We’re 39 weeks tomorrow. I’m still at work… working. I can still make it up the hill and around the block with my wife and dog. I can still pop out in the car and pick up a pizza from the place down the street. I can still retrieve the dog’s ball when he loses it under the couch. I’m trying to stay on top of doing laundry to the point where I’m washing things as soon as we take them off. We don’t know when this is all going to start, which means every day I leave work as if I’m not coming back the next day. I have my out of office voicemail and email responses carefully crafted and ready for updating.

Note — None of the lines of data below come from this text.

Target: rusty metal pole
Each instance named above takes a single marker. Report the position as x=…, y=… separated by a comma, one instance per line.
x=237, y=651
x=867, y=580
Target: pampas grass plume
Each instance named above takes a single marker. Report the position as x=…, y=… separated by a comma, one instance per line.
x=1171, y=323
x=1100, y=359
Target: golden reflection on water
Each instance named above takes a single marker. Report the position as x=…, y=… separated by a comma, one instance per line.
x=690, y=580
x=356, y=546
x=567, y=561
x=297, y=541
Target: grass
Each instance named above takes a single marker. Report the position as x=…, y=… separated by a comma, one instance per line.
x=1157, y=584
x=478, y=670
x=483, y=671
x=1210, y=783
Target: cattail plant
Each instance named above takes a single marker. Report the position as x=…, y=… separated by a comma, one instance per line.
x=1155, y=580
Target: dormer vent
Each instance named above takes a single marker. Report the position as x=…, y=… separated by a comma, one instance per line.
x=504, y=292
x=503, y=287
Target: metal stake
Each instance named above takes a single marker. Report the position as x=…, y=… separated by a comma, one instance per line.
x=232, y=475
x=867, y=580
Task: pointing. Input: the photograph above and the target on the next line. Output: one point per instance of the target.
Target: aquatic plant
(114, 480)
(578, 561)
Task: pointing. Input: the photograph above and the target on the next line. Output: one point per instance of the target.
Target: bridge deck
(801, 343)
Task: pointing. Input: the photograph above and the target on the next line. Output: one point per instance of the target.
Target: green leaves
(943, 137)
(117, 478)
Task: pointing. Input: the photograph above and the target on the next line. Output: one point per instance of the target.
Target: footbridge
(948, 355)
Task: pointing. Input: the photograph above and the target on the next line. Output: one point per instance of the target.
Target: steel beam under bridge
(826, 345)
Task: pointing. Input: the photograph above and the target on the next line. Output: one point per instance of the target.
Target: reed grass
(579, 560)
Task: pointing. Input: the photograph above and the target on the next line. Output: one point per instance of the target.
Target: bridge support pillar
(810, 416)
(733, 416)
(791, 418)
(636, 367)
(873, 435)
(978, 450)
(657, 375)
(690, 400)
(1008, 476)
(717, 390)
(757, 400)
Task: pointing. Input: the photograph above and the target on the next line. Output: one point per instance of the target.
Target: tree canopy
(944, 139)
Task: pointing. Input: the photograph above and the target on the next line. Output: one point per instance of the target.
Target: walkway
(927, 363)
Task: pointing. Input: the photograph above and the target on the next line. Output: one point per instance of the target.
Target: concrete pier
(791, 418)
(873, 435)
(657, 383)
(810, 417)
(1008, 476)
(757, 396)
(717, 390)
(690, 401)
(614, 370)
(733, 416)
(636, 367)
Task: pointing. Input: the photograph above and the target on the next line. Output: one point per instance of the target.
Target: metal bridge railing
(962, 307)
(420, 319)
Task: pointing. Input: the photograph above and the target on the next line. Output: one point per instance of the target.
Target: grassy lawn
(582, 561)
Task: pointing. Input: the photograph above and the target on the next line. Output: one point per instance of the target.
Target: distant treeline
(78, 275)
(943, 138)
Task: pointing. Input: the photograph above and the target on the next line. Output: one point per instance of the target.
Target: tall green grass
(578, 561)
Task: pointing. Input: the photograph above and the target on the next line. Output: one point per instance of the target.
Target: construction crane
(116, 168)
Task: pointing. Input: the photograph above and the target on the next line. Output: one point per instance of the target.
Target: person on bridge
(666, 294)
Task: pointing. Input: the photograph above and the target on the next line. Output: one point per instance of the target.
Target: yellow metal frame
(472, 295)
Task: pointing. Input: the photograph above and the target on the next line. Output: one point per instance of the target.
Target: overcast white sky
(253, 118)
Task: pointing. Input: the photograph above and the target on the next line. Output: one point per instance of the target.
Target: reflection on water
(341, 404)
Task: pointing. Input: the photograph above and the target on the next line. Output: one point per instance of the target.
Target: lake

Last night, I started playing a game called, “What if we went into labor right now?” in which my wife then explained to me in details what we would do. I’m so so fortunate that my capable, level-headed, crisis-management-trained-and-certified wife is the non-birther. I don’t think I could be trusted to not call 9-1-1. My wife, though, is a crisis rock star.
There were more, still minor, contractions this morning, which feel a little like Freddy Krueger is trying to escape through my cervix. I can’t wait until the ones that really hurt start, if this is the preview. Otherwise, physically, I’m drinking a lot of water (and eating a LOT of ice), and experiencing a little heartburn for the first time. I upgraded to some flip-flops about a month ago, which are the only accommodating shoe-wear for the impressively swollen feet that my equally impressive wife has been rubbing in the evenings. That, folks, is love.